Thursday, February 3, 2011

Today's Market

This time next week I will have been unemployed for a year. Unemployment has been a tough pill for me to swallow. After working for most of my young life to get good grades, get into a good college and subsequently a profitable career, it feels to me as though promises have been broken. I grew up hearing all about the American Dream. It turns out that the American Dream is just that, a dream. An illusion propagated to the public by the wealthy who wanted to sell us the Champagne lifestyle on the beer budget with no money down and low introductory APR.
When I chose Advertising as my profession (Junior year of high school - 2000) it was a booming profession, trendy and popular and touted as glamorized in popular culture. I saw movies like "What Women Want" and desperately wanted to be like Helen Hunt. I worked my way through college waiting tables, bar tending and tutoring elementary aged kids with the expectation that after the $40,000.00 was spent and the diploma was in my hand I would be gainfully employed and on my way to a mouth-watering career.

But times were a'changing. Little did I know that while I was grinding away at a degree from UT, a Harvard kid my own age was in the process of introducing a game-changer in the form of Facebook. Overnight advertising seemed to go from print, TV and radio to Social Media, interactive and buzz. In addition to those changes, the American people were beginning to learn just how empty the American Dream really was. I was shocked by the Enron scandal in 2001, but it seems that greed and corruption occurring in our society was just beginning to rear its ugly head. Scam artists like Bernie Madoff were emptying the savings accounts and retirement funds of thousands of people nationwide, while investment banks, such as Merryll Lynch paid out their employees billions of dollars in bonuses even as they anticipated being taken over by the US government. It has been a very disillusioning few years. As the economy drives the middle class to the verge of extinction it seems that many people are reverting to the old style of living most familiar to our grandparent's generation. One income families have become more commonplace, and the days of purchasing houses full of furniture and luxury vehicles on credit are swiftly becoming a thing of the past.

Obviously I have been fooling myself in thinking that I would only be unemployed for a few months and then get right back into the swing of the two income household. However, instead of being bitter about it (as I was for many months) I've started to realize not only the advantages of staying at home with my child but also the true facts about the economy. It's not my fault. I have sent out hundreds upon hundreds of resumes, applications and posted my qualifications on all the job boards I could find. I had dozens of in -person interviews and even more phone interviews to no avail. I had been thinking I must not be marketable, but I've realized that its the market that is not marketable.

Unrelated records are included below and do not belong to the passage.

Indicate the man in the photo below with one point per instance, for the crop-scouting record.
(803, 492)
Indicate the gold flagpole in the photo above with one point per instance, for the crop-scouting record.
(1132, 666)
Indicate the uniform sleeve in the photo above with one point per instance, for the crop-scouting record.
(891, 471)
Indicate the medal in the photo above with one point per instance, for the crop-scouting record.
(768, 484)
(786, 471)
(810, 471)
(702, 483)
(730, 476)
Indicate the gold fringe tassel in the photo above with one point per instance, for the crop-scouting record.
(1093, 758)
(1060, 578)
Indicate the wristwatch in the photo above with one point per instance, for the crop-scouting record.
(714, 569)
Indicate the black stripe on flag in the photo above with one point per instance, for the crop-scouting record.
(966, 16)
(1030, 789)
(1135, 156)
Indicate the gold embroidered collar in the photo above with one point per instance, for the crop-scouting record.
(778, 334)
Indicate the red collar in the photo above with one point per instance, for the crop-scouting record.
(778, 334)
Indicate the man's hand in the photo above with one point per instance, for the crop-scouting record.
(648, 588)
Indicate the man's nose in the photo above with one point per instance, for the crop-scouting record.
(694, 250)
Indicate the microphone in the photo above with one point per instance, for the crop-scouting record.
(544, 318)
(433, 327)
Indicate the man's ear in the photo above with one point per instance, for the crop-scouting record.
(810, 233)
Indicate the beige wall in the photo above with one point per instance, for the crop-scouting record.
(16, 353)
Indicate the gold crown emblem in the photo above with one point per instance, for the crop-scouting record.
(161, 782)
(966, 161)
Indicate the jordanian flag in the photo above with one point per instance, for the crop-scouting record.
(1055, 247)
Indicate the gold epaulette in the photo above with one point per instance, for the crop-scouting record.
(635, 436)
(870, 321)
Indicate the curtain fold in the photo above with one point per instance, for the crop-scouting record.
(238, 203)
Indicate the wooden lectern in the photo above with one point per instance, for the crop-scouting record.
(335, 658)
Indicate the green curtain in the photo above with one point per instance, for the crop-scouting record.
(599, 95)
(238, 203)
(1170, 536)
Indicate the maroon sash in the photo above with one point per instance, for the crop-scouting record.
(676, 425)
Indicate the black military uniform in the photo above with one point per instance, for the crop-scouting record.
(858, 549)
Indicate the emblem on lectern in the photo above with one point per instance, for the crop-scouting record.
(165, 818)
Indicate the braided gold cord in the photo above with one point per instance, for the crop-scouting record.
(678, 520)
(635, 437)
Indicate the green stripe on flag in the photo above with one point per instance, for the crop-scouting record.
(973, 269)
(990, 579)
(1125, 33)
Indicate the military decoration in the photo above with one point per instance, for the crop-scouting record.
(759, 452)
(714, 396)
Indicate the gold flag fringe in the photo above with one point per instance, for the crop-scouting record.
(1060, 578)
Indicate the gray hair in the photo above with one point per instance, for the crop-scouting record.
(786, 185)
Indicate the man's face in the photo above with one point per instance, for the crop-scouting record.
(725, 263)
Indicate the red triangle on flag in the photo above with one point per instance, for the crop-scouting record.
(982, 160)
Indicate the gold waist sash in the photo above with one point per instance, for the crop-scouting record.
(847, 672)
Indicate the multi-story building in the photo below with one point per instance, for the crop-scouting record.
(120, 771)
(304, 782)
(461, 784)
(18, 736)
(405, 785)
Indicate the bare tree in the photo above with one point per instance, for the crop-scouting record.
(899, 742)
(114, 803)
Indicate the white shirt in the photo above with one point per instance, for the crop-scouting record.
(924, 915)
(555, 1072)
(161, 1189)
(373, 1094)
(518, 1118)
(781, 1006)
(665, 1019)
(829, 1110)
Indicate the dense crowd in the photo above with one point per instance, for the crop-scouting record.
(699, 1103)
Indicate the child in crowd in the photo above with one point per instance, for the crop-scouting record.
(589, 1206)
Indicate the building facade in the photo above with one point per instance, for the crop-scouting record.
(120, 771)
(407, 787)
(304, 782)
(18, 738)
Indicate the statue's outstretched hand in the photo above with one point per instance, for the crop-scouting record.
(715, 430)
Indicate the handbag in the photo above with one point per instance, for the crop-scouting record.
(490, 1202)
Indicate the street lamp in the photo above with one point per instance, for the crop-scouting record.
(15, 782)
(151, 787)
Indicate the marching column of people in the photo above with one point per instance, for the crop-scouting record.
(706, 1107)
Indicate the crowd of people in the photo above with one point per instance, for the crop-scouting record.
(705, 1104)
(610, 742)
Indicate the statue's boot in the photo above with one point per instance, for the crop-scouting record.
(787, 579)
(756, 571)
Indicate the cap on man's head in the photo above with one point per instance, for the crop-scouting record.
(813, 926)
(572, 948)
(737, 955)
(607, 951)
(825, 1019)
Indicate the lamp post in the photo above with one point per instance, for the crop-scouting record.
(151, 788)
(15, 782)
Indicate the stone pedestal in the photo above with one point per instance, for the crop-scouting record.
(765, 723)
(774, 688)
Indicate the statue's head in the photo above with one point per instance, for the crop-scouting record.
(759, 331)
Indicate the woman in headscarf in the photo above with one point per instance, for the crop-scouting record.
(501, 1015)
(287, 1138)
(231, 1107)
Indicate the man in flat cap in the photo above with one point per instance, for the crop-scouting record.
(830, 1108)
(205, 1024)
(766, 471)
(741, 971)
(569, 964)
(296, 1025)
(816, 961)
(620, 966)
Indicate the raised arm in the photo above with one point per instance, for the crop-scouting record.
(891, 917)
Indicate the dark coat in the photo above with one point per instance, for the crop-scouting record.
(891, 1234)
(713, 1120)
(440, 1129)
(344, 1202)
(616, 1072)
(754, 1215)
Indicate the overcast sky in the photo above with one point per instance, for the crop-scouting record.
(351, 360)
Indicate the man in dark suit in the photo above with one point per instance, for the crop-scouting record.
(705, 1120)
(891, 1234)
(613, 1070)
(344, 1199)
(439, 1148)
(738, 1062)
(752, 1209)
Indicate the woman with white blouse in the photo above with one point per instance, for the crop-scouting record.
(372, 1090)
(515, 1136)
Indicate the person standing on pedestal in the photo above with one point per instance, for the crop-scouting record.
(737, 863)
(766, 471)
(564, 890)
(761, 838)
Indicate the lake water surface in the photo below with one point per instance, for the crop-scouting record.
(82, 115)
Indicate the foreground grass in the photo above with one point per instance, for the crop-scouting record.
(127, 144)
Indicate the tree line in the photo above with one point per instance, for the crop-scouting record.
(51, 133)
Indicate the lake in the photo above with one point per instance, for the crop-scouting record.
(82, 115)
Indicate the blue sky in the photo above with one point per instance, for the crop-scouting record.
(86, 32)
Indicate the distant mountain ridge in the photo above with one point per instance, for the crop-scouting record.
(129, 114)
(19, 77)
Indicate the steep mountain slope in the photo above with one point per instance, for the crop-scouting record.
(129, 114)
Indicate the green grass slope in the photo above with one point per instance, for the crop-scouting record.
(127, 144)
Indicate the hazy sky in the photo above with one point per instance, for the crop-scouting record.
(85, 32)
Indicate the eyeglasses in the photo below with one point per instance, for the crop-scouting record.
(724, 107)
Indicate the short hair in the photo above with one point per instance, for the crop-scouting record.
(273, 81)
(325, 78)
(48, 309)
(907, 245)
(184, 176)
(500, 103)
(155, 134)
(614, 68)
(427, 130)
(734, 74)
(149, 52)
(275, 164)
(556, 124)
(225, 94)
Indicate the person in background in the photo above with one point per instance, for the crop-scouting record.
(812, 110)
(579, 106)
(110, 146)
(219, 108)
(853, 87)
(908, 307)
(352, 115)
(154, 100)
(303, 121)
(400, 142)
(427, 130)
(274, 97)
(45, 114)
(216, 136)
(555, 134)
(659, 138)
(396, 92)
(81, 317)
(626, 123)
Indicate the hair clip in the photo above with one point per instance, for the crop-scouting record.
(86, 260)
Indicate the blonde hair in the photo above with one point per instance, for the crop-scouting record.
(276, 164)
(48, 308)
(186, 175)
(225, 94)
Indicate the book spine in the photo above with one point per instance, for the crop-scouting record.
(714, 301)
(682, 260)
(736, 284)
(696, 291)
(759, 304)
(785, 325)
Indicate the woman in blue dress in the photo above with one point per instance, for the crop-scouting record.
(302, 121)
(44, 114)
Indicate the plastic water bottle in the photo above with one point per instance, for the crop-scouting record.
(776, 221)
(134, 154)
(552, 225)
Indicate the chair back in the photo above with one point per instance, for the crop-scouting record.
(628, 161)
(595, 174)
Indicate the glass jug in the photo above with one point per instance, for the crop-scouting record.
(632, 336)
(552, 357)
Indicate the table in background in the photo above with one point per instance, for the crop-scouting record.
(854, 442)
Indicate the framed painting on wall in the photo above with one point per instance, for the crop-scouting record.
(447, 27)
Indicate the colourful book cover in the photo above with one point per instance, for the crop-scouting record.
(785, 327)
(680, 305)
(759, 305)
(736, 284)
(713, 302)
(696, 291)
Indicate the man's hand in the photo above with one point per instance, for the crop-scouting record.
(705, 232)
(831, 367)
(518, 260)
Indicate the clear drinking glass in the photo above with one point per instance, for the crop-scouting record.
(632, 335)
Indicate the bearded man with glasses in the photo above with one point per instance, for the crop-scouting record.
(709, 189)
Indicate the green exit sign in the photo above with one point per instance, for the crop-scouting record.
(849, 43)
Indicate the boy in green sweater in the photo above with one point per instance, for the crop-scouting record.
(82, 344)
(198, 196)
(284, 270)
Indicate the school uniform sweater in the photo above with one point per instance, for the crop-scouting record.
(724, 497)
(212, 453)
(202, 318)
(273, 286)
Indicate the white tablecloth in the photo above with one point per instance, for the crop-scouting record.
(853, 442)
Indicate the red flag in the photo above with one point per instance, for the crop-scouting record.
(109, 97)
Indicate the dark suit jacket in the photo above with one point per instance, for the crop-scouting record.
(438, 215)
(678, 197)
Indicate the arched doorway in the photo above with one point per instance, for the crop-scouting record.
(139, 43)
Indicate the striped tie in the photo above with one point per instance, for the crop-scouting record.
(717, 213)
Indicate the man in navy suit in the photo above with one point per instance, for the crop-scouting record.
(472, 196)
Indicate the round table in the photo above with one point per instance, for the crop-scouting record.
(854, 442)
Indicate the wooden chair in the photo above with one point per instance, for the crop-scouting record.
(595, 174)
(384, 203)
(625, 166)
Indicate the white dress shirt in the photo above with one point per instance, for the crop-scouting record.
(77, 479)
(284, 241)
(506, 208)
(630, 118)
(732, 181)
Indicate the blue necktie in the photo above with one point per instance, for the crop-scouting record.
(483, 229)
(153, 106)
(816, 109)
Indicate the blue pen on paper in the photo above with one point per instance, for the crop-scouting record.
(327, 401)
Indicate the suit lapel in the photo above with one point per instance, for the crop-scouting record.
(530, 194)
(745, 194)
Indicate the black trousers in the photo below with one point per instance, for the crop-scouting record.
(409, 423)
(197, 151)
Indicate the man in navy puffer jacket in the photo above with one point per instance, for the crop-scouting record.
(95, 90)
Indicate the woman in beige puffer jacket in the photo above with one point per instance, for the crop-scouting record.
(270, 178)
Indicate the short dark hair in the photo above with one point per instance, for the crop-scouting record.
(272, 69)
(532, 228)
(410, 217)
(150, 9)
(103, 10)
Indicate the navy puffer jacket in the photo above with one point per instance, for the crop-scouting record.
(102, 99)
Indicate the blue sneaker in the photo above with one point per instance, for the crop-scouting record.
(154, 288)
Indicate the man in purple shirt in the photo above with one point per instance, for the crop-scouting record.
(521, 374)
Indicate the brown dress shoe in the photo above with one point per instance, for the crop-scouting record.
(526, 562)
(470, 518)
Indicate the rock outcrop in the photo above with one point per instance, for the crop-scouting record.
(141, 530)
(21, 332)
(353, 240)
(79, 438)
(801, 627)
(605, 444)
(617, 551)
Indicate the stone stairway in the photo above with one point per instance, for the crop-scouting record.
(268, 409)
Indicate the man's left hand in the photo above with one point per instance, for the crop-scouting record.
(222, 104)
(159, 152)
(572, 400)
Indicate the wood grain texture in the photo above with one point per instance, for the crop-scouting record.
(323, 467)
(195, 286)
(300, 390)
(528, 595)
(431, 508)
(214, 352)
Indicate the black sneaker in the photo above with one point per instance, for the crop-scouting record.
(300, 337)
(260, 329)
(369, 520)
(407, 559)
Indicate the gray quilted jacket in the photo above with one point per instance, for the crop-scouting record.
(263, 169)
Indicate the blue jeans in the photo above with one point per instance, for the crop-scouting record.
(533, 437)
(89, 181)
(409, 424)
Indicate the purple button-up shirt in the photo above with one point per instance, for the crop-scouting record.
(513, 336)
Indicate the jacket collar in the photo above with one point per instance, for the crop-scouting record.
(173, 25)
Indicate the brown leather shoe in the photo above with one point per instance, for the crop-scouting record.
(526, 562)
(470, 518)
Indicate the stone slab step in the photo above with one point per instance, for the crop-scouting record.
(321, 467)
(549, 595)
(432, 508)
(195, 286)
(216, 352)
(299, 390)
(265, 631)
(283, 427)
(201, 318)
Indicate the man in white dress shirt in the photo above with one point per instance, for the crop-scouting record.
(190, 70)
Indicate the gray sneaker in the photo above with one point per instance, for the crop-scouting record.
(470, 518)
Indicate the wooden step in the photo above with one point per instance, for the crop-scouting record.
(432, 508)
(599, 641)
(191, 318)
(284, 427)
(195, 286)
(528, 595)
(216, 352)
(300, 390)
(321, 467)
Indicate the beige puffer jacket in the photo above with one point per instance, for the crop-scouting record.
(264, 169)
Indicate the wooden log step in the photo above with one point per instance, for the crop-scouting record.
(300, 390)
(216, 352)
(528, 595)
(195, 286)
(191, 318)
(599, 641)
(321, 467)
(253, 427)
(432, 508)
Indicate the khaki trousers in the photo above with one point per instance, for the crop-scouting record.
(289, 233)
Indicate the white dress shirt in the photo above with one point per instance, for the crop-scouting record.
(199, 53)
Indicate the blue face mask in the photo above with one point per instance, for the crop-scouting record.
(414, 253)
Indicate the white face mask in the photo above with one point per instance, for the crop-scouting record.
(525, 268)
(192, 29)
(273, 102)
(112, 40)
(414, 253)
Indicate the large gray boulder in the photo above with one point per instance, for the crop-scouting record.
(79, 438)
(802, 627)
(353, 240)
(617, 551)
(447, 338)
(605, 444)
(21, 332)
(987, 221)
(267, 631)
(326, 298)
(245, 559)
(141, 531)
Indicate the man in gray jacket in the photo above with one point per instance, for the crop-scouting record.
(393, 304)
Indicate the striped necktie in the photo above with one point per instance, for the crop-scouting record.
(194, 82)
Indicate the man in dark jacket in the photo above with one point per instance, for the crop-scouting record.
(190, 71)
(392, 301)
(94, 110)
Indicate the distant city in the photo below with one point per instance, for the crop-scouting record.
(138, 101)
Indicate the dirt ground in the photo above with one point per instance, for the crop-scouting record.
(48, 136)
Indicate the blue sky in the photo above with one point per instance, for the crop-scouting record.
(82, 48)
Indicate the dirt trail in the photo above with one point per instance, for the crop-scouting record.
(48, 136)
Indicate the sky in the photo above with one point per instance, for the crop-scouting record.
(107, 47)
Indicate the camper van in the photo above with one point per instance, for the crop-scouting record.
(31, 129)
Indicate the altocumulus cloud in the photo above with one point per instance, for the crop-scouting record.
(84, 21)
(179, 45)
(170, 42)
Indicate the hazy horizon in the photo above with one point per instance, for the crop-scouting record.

I went to a job interview a few weeks ago for a position that I would not consider to be a big ticket, desirable position. It was just a Marketing Coordinator for a Chiropractor's Office. Upon speaking with the owner I learned just what I'm up against and have been up against since February 2010. "When we posted the ad on Craigslist," he confided, "we received over 150 resumes within the first two days." He went on to tell me how he had just called "a few select people to interview individually" and he would be conducting a group interview the next day. It made me feel good to realize that I was a "select person" who required an individual interview, even though I didn't get the job.

I am currently working from home as a Virtual Assistant for a Social Media Agency and writing SEO articles for Pampers.com. It doesn't create enough income to pay any real bills but I am contributing to the family while also getting the rare privilege of watching my (now 18 month old) daughter grow up. I would love the opportunity to work full time again, but until the market changes, I don't think my status as a stay at home mommy will change either. It is an interesting, eye opening time in American society. Maybe eventually we'll get a new American Dream, one that envisions self actualization through peace and familial harmony instead of the massive accumulation of material possessions.